Straßenbahn

An einem unserer ersten Abende in New Orleans begleitete ich Wilma mit den Kindern zu ihrem Unterricht an die Tulane University. Ich überließ ihr das Auto und wollte mit den Kindern mit der Straßenbahn nach Hause fahren. Wir kamen ohne Probleme zur Canal Street in der Innenstadt, wo wir umsteigen mussten, und setzten uns auf die letzte Bank, wo wir alle Platz hatten.

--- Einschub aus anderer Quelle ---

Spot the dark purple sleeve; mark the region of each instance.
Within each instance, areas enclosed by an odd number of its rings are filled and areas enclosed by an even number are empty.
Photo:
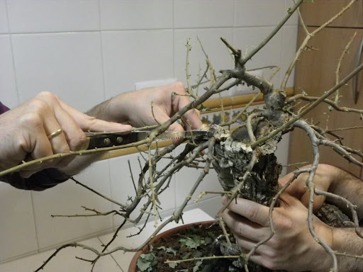
[[[8,107],[0,102],[0,114],[9,110]],[[43,169],[27,178],[22,178],[18,172],[0,176],[0,181],[6,182],[15,188],[33,191],[43,191],[52,188],[68,178],[68,176],[55,168]]]
[[[6,111],[8,111],[9,108],[0,102],[0,114],[3,114]]]

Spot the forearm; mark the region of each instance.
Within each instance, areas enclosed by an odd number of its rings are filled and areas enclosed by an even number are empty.
[[[108,122],[126,123],[128,118],[126,114],[126,105],[123,105],[123,102],[132,93],[125,93],[106,100],[93,107],[86,114]]]
[[[334,168],[328,191],[340,196],[357,206],[358,218],[363,218],[363,181],[344,170]],[[345,203],[329,199],[350,215]]]

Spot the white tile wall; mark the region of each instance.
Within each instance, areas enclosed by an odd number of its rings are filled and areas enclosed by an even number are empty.
[[[269,35],[273,27],[251,27],[235,28],[234,46],[242,52],[250,52],[257,47]],[[281,67],[282,34],[281,30],[269,41],[269,42],[258,52],[247,64],[249,69],[260,68],[265,66],[275,65]],[[266,78],[270,73],[269,69],[264,70]],[[276,85],[280,82],[280,73],[277,74],[272,82]]]
[[[0,101],[14,107],[41,91],[51,91],[86,110],[133,90],[135,82],[169,78],[185,82],[188,37],[192,42],[191,81],[199,66],[204,68],[196,36],[218,74],[218,69],[233,66],[220,37],[242,50],[250,50],[291,5],[292,0],[0,0]],[[296,47],[297,18],[293,16],[247,68],[274,64],[285,69]],[[274,82],[281,78],[280,73]],[[288,86],[292,84],[291,79]],[[281,144],[286,147],[286,140]],[[284,148],[279,152],[284,162],[287,152]],[[130,183],[122,182],[129,176],[127,159],[135,160],[136,156],[95,164],[79,178],[125,201],[132,192]],[[160,198],[162,212],[171,212],[181,203],[196,175],[193,169],[178,173]],[[219,188],[211,174],[199,192],[207,184],[208,189]],[[31,193],[0,184],[0,214],[6,219],[0,220],[0,262],[93,235],[120,222],[112,217],[51,218],[55,213],[83,212],[82,205],[101,210],[113,208],[72,181]],[[207,196],[189,208],[202,207],[213,216],[219,206],[219,197]]]
[[[6,0],[0,0],[0,33],[9,33]]]
[[[8,1],[11,33],[99,30],[97,0]]]
[[[91,239],[82,242],[82,244],[92,246],[97,250],[102,250],[101,243],[97,238]],[[54,250],[33,255],[20,260],[16,260],[0,265],[0,271],[2,272],[29,272],[38,268],[43,261],[46,260]],[[91,264],[84,261],[79,260],[74,256],[88,259],[93,259],[94,254],[87,250],[81,248],[68,248],[60,251],[57,257],[50,261],[42,271],[43,272],[89,272]],[[101,258],[94,266],[95,271],[123,272],[113,259],[106,255]]]
[[[285,0],[236,0],[235,26],[276,26],[284,17],[284,8]]]
[[[0,261],[38,250],[30,192],[0,183]]]
[[[173,2],[169,0],[102,0],[101,29],[172,28]]]
[[[233,26],[233,0],[174,1],[175,28],[220,28]]]
[[[9,35],[0,35],[0,97],[9,108],[18,105],[18,93]]]
[[[51,91],[86,110],[104,100],[99,33],[12,35],[21,102]]]
[[[104,32],[102,49],[106,98],[174,76],[172,30]]]
[[[186,86],[186,42],[190,38],[191,50],[189,57],[189,74],[191,75],[189,83],[192,86],[197,83],[199,77],[204,72],[206,64],[206,57],[203,52],[198,38],[201,42],[203,47],[208,55],[211,63],[215,71],[216,76],[220,74],[221,69],[233,68],[233,60],[230,55],[228,48],[222,42],[220,38],[223,37],[231,43],[233,40],[233,28],[196,28],[196,29],[177,29],[174,33],[174,71],[175,76],[178,80],[182,81]],[[210,78],[210,73],[208,73]],[[209,84],[200,86],[198,94],[203,94],[203,86],[208,86]],[[223,94],[228,95],[228,92]],[[218,97],[214,95],[213,98]]]
[[[75,178],[110,197],[110,178],[107,161],[99,162],[77,175]],[[72,240],[112,228],[112,216],[52,217],[52,215],[90,214],[81,206],[99,212],[112,210],[111,203],[89,192],[73,181],[67,181],[46,192],[32,192],[39,247]],[[56,233],[56,234],[55,234]]]
[[[143,154],[144,158],[147,158],[147,154]],[[111,196],[113,199],[116,200],[122,203],[130,204],[130,201],[126,201],[129,197],[134,198],[135,193],[135,188],[133,185],[131,179],[131,174],[130,172],[128,162],[131,166],[131,171],[133,173],[133,178],[138,186],[138,181],[139,174],[140,173],[140,162],[142,166],[145,165],[145,159],[139,154],[134,154],[130,156],[124,156],[118,158],[110,159],[110,174],[111,174]],[[160,162],[157,166],[157,171],[161,170],[169,162],[167,159],[162,159]],[[145,176],[146,180],[148,177],[148,173]],[[175,178],[172,178],[169,188],[160,195],[159,200],[160,201],[159,210],[160,212],[164,212],[175,208]],[[166,185],[166,183],[165,183]],[[135,209],[130,217],[132,219],[136,218],[139,215],[139,211],[143,208],[143,205],[145,203],[143,200]],[[150,206],[151,207],[151,206]],[[113,204],[113,208],[117,208],[117,206]],[[123,222],[123,218],[118,216],[113,217],[113,224],[115,226],[118,226]]]
[[[184,149],[184,147],[185,144],[178,147],[175,154],[179,154]],[[211,165],[211,167],[213,168],[213,165]],[[177,192],[175,196],[177,207],[180,206],[185,200],[185,198],[189,196],[190,190],[192,188],[202,171],[203,169],[200,169],[184,167],[177,173],[175,175],[176,191]],[[210,169],[208,175],[206,176],[199,184],[194,194],[191,196],[191,199],[189,200],[189,203],[193,204],[201,193],[204,191],[215,192],[220,192],[223,191],[222,187],[219,184],[217,174],[213,169]],[[216,196],[215,194],[208,194],[204,196],[201,200],[204,200],[215,197]]]
[[[285,76],[287,69],[295,56],[296,52],[296,45],[298,39],[298,31],[294,26],[287,26],[282,30],[282,52],[284,57],[281,57],[281,80]],[[295,69],[293,70],[289,80],[287,81],[286,87],[292,87],[294,86],[294,78],[295,74]],[[277,86],[278,87],[278,86]]]

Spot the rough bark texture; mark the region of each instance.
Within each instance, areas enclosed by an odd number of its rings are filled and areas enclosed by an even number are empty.
[[[287,115],[281,112],[277,112],[277,114],[275,112],[267,115],[268,118],[257,118],[252,123],[253,132],[257,138],[269,134],[287,118]],[[252,158],[252,149],[248,144],[250,140],[247,130],[245,125],[232,134],[218,127],[212,128],[211,131],[218,139],[214,147],[213,166],[223,189],[225,191],[230,191],[242,182],[242,178]],[[281,133],[277,135],[261,147],[258,161],[244,181],[238,197],[269,205],[272,198],[279,191],[278,178],[281,166],[277,161],[274,152],[281,136]],[[330,226],[350,226],[349,217],[333,205],[325,204],[319,211],[318,217]],[[216,249],[216,255],[220,253],[225,256],[240,254],[236,244],[228,246],[226,242],[223,241],[217,242]],[[251,262],[249,263],[248,268],[250,272],[282,271],[272,271]],[[228,269],[228,271],[245,271],[239,260],[235,261],[233,265]]]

In Little Rock war die Rassentrennung in den öffentlichen Verkehrsmitteln schon aufgehoben und irgendwie hatte ich nicht daran gedacht, dass das in New Orleans noch nicht der Fall war. Mit den Kindern - Jonathan war damals noch nicht zwei - und ohne Zeugen hatte ich jedenfalls nicht vor, das Gesetz zu testen. Als der Schaffner die Bahn anhielt und mich aufforderte, mit den Kindern in den vorderen Teil zu gehen, sagte ich ihm, das widerspreche dem Bundesgesetz und blieb sitzen. Die Bahn blieb mitten im Verkehr stehen, bis zwei matronenhafte Polizistinnen eintrafen, mich unter den Arm nahmen und abführten. Verhaftet haben sie mich dann nicht, sondern ließen uns auf der Straße stehen und fragten mich nur, ob ich mich denn unter meinen eigenen Leuten nicht wohler fühle. Wir hatten solches schon öfters gehört.